Habeas Corpus, we should note, did not apply to enslaved persons, Indigenous residents of lands colonized by the English, or indeed to any non-English (later, non-British) people.
French engineers builds world’s first canal tunnel
Well, Louis XIV may not have been to the taste of the Earl of Shaftesbury but at least he knew how to complete an impressive infrastructure project. This was the Canal du Midi which along with the Canal de Garonne created a 270-mile mega-project that connected the waters of the Mediterranean to those of the North Sea, thus bypassing the whole of the Iberian Peninsula and the Straits of Gibraltar chokepoint at its southern tip.
Strictly speaking, the Canal du Midi was not opened until 1681. But in 1679, the project’s chief engineer, Pierre-Paul Riquet had his master mason dig (and concrete the roof of) a 165-metre tunnel that connected two last phases of the canal and removed the need for him to dig yet another lock in the lengthy series that raised the canal’s waters to a total of nearly 200 metres above sea-level.
Riquet had been digging this canal since 1666. WP tells us this about the work:
For fifteen years nearly 12,000 workers worked on the construction of the canal. Riquet hired men and women between 20 and 50 years old whom he organized in sections forming workshops led by a controller-general. This rationalization of work permitted the optimisation of tasks and allowed several projects to be performed at the same time. All of the work was manual and the digging of the canal was with shovels and pickaxes. The workforce was made up of farmers and local workers whose number varied from one period to another during the year. Pierre-Paul Riquet appealed to the military to compensate for this fluctuation. He also set up monthly payments of workers for their loyalty. He also offered accommodation for two deniers per day.
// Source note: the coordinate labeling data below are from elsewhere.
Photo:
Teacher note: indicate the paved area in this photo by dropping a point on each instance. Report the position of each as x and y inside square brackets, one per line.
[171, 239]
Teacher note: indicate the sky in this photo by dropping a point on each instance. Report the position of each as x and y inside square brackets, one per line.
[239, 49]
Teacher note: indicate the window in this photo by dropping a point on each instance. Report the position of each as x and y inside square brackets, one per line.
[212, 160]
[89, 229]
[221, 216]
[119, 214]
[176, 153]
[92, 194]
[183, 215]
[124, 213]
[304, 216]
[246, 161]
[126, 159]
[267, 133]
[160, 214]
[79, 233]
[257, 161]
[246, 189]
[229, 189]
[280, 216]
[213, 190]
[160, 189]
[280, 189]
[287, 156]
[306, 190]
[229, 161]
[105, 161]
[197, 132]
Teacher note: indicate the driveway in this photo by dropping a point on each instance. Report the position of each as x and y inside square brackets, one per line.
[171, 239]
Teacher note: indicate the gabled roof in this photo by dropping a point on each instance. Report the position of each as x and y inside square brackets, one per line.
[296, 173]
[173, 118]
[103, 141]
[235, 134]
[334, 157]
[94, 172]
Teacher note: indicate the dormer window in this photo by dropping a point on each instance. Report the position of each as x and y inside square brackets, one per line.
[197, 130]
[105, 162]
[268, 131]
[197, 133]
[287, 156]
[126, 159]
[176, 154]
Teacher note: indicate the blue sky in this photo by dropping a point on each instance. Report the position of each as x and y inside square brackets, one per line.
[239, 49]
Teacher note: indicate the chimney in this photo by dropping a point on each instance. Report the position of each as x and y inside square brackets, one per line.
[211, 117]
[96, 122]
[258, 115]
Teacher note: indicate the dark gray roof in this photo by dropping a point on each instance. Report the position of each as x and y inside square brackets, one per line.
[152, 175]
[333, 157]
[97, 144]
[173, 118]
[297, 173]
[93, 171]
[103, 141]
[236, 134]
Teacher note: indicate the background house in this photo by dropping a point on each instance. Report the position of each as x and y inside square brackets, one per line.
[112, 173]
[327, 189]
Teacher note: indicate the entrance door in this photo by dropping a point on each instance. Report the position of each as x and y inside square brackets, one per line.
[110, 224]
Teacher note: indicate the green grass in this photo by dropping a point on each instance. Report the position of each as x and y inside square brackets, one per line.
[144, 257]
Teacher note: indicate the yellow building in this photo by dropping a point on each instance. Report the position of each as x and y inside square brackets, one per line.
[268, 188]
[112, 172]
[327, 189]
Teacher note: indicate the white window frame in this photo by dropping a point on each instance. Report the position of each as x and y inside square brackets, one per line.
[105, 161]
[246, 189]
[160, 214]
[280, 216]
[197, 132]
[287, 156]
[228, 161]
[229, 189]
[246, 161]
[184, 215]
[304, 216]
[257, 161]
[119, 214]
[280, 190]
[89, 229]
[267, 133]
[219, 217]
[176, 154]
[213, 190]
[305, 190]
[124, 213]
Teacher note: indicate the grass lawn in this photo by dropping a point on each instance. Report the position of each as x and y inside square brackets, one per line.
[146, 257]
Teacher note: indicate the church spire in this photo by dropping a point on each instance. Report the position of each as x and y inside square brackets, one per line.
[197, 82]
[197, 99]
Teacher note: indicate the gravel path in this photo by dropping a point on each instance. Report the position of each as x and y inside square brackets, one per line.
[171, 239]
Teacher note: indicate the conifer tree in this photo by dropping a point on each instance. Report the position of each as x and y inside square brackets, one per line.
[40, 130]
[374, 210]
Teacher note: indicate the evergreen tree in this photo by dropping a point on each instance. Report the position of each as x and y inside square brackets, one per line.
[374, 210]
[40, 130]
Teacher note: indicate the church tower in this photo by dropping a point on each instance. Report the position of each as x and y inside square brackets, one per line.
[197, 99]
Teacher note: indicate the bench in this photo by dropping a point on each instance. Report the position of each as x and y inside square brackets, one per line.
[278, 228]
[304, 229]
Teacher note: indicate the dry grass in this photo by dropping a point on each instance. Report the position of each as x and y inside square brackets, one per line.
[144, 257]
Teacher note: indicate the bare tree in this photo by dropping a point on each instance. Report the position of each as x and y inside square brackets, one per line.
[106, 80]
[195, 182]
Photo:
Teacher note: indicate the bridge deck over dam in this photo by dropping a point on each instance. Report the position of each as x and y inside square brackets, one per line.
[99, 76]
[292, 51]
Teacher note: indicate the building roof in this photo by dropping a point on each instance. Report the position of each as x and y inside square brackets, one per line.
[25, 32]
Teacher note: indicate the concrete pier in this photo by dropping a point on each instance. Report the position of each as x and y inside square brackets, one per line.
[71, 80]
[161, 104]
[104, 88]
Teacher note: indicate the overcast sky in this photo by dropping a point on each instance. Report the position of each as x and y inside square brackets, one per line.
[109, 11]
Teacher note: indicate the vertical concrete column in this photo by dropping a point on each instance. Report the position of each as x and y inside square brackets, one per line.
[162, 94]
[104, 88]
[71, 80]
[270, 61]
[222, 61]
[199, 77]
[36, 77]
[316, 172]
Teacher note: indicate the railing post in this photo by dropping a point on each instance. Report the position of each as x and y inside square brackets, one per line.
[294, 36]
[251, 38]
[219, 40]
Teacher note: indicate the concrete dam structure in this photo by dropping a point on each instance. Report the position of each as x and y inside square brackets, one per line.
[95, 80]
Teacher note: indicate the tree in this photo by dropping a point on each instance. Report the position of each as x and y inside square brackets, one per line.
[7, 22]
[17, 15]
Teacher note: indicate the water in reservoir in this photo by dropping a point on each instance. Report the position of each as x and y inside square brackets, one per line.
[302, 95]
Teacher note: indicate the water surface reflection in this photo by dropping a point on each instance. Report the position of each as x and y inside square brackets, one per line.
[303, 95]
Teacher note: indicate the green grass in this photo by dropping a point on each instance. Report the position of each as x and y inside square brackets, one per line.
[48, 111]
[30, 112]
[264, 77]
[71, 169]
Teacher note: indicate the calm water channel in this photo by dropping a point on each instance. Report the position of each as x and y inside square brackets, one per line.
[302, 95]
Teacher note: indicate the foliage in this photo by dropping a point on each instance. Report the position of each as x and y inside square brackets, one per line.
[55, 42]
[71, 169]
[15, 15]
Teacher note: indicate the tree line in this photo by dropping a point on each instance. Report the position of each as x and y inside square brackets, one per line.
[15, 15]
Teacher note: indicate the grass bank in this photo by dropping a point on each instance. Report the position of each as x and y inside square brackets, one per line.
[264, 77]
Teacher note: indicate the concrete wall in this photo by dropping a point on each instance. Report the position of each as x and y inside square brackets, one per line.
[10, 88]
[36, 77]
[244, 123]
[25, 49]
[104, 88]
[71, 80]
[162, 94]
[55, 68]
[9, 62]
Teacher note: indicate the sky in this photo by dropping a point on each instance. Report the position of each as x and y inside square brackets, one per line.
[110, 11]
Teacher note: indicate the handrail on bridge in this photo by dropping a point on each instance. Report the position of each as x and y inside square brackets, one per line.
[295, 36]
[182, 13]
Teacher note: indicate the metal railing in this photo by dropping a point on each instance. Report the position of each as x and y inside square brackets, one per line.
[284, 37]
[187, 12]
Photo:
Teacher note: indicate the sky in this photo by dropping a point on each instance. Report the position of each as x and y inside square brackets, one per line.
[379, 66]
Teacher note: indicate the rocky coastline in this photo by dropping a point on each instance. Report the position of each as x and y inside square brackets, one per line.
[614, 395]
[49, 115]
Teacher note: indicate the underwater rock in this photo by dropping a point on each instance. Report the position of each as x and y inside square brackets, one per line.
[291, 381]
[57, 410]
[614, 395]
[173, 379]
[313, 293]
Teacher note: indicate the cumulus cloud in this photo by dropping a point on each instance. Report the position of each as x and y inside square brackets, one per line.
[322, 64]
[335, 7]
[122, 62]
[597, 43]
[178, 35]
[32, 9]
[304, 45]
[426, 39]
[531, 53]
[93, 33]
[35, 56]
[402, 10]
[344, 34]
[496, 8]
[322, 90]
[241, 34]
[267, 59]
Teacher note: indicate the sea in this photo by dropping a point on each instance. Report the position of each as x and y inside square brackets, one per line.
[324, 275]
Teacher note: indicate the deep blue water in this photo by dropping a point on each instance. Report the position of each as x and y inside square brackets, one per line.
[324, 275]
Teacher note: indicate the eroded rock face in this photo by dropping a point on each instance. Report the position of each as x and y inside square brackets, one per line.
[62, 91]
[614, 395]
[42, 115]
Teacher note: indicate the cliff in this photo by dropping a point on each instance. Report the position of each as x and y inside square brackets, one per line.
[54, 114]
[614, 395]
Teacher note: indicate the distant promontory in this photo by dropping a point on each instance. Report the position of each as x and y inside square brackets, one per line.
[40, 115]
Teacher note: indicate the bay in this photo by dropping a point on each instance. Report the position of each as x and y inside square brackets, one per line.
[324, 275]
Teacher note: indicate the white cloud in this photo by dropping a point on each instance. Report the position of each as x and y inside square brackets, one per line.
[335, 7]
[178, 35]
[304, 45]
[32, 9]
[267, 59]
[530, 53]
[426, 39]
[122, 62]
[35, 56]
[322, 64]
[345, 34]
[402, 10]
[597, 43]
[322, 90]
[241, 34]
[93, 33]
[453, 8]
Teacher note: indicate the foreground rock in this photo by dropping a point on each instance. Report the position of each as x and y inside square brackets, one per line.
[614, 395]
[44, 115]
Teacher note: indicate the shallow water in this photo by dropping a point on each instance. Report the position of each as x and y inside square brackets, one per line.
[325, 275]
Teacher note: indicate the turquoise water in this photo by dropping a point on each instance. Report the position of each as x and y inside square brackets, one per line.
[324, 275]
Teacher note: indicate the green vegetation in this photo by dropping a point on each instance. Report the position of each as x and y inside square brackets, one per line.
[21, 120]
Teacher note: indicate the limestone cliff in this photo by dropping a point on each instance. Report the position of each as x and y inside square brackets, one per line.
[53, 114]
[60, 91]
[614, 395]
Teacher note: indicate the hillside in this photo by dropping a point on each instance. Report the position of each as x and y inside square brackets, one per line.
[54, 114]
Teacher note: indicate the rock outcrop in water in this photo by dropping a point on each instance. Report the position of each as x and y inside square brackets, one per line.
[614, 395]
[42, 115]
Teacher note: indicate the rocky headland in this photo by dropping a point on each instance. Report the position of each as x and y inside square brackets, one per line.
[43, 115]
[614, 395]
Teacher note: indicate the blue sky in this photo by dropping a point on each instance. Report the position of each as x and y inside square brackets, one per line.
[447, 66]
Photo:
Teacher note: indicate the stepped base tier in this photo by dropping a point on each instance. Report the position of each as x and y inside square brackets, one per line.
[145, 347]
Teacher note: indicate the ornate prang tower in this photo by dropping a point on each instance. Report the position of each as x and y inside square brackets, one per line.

The women labourers were surprisingly important to the canal’s engineering…
The financial and social conditions of employment of the workers were very favourable and unusual for the time. To retain his workforce, Riquet paid his workers well enough. More importantly, he gave benefits never before seen such as non-working rain days, Sundays and public holidays, and finally paid sick leave. The employment contract was individual and done by free recruitment. Pay was, at the beginning, 20 sols (1 livre) per day, double the agricultural wage. Discontent from farm owners, however, forced Riquet to reduce pay to 15, then 12 sols per day. In 1668 he established the monthly payment of 10 livres.
New Hampshire created as a refuge from Puritanism
Several of the settler-towns that make up today’s State of New Hampshire had been established earlier in the 17th century, on lands taken from of various Algonquian-speaking Abenaki peoples. Many of those settler-towns were established by people seeking to escape the harsh Puritanism of the Massachusetts Bay Colony. But, they sought the protection of the MBC. In 1641, this happened:
they collectively agreed to be governed from Massachusetts, provided the towns retained self-rule, and that Congregational Church membership was not required for their voters (as it was in Massachusetts). The settlements formed part of that colony until 1679, sending representatives to the Massachusetts legislature in Boston.
But meantime, descendants of one of the earliest NH settlers had been active in England, seeking to regain control of their colony. King Charles II was apparently quite concerned about the rigid Puritanism of the Massachusetts settlers, so in 1679 he issued a charter establishing the Province of New Hampshire as a colony directly responsible to himself. (Further charters followed, that tweaked the terms of the 1679 original.)